Pour participer à l'élection présidentielle, tout candidat doit préalablement adresser ou faire adresser au Conseil constitutionnel des présentations émanant d'au moins 500 élus d'au moins 30 départements ou territoires d'outre-mer différents, sans que plus de 50 d'entre eux puissent être les élus d'un même département ou territoire d'outre-mer. En outre, le dernier alinéa du I de l'article 3 de la loi du 6 novembre 1962 précise que : " Le nom et la qualité des citoyens qui ont proposé les candidats inscrits sur la liste sont rendus publics par le Conseil constitutionnel huit jours au moins avant le premier tour de scrutin, dans la limite du nombre requis pour la validité de la candidature ".

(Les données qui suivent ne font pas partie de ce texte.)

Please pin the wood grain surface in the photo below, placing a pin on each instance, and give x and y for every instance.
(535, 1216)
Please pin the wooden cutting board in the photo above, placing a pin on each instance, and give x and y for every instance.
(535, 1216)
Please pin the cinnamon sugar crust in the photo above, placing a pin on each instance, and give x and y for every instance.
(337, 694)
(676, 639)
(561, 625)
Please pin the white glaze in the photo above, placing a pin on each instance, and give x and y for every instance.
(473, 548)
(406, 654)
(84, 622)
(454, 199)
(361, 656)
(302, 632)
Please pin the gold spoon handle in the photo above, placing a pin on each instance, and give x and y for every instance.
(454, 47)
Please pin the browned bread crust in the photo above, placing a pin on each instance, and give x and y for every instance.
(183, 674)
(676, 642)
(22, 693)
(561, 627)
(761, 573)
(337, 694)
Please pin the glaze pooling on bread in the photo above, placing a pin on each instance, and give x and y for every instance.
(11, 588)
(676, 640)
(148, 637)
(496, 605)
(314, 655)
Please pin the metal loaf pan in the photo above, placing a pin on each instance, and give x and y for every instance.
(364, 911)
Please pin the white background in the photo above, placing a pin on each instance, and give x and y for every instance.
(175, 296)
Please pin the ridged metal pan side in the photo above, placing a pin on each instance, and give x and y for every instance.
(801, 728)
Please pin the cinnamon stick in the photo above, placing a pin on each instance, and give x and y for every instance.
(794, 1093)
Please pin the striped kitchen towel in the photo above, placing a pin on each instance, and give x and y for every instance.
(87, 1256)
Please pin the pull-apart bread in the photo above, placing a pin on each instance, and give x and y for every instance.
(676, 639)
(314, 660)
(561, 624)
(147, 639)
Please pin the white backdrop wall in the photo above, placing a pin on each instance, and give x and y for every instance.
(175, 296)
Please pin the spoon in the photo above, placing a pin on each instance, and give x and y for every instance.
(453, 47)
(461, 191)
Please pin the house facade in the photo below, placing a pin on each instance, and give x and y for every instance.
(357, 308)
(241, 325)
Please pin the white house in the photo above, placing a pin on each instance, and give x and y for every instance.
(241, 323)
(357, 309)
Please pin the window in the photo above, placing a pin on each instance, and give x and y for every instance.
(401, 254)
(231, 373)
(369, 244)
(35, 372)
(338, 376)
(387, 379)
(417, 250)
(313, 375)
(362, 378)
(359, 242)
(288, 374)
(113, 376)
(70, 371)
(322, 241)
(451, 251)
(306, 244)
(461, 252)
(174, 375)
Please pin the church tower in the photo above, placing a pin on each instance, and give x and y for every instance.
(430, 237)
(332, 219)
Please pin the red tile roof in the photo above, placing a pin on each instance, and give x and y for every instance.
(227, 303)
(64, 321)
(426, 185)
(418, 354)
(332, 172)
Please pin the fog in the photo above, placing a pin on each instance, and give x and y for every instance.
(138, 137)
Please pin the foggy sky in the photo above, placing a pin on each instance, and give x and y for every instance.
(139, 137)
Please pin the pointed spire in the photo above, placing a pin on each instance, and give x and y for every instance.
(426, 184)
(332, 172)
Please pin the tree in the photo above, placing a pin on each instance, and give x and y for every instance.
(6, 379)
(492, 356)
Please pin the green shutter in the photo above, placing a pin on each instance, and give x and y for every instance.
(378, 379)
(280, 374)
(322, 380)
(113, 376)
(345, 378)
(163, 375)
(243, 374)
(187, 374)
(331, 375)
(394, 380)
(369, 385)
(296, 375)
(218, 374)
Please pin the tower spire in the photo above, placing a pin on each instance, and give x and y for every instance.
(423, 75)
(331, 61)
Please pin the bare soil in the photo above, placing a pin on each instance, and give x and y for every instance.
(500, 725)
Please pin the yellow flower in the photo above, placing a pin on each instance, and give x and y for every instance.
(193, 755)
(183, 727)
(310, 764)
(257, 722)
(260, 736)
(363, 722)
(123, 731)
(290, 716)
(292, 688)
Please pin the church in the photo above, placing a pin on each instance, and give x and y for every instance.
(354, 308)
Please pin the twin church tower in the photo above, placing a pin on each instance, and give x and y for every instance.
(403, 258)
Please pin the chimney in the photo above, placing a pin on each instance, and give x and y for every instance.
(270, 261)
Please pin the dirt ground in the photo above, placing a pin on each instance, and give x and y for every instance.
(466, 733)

La publicité des noms des élus habilités à présenter un candidat à l'élection présidentielle n'est donc prévue que dans la limite de 500. Dès 1981, il a été décidé que le choix de ces 500 personnes résulterait d'un tirage au sort. La forme de publicité retenue est la publication au Journal Officiel.

Ainsi, votre nom sera nécessairement publié si le candidat que vous présentez recueille 500 signatures ; il aura une chance sur deux de l'être si votre candidat recueille 1.000 signatures, une chance sur trois s'il en recueille 1.500, etc. Les présentateurs de candidats qui ont recueilli un nombre de signatures peu supérieur à 500 ont une probabilité élevée de voir leur nom publié. A l'inverse, la probabilité est faible pour les présentateurs de candidats recueillant plusieurs milliers de signatures.

Aussi la question de savoir si 500 noms seulement sont publiés par candidat ou s'il convient de publier celui de tous les présentateurs n'a-t-elle d'importance pratique que pour les candidats ayant recueilli un grand nombre de signatures.

Le Conseil constitutionnel a fait valoir, à plusieurs reprises, qu'une publicité de l'intégralité des noms des élus ayant adressé un formulaire de présentation serait souhaitable au nom de l'égalité entre présentateurs et de la transparence de la vie démocratique.

En 1988, il a même procédé à l'affichage dans ses locaux de l'intégralité des noms des élus ayant adressé un tel formulaire, que la personne présentée figure ou non sur la liste des candidats du premier tour. Cette pratique a été reconduite en 1995 et en 2002. Mais elle manquait de base légale.

Aussi, dans ses observations sur l'élection présidentielle des 21 avril et 5 mai 2002, le Conseil constitutionnel a-t-il souhaité en obtenir la régularisation. Il a fait valoir que la publicité intégrale des parrainages se heurtait aux termes du dernier alinéa du I de l'article 3 de la loi organique du 6 novembre 1962. Il a invité le législateur à modifier les textes applicables en relevant que : " Cet alinéa pourrait être remplacé par le suivant : ''Huit jours au moins avant le premier tour du scrutin, le Conseil constitutionnel rend publics le nom et la qualité des auteurs des présentations qu'il a validées'' ".

Or, le Parlement n'a pas suivi la préconisation formulée par le Conseil constitutionnel et a maintenu l'interdiction faite par la loi du 6 novembre 1962 de rendre publics plus de 500 présentations par candidat.

En conséquence, le Conseil constitutionnel s'en tiendra à la diffusion de 500 noms de présentateurs par candidat prévue par la loi.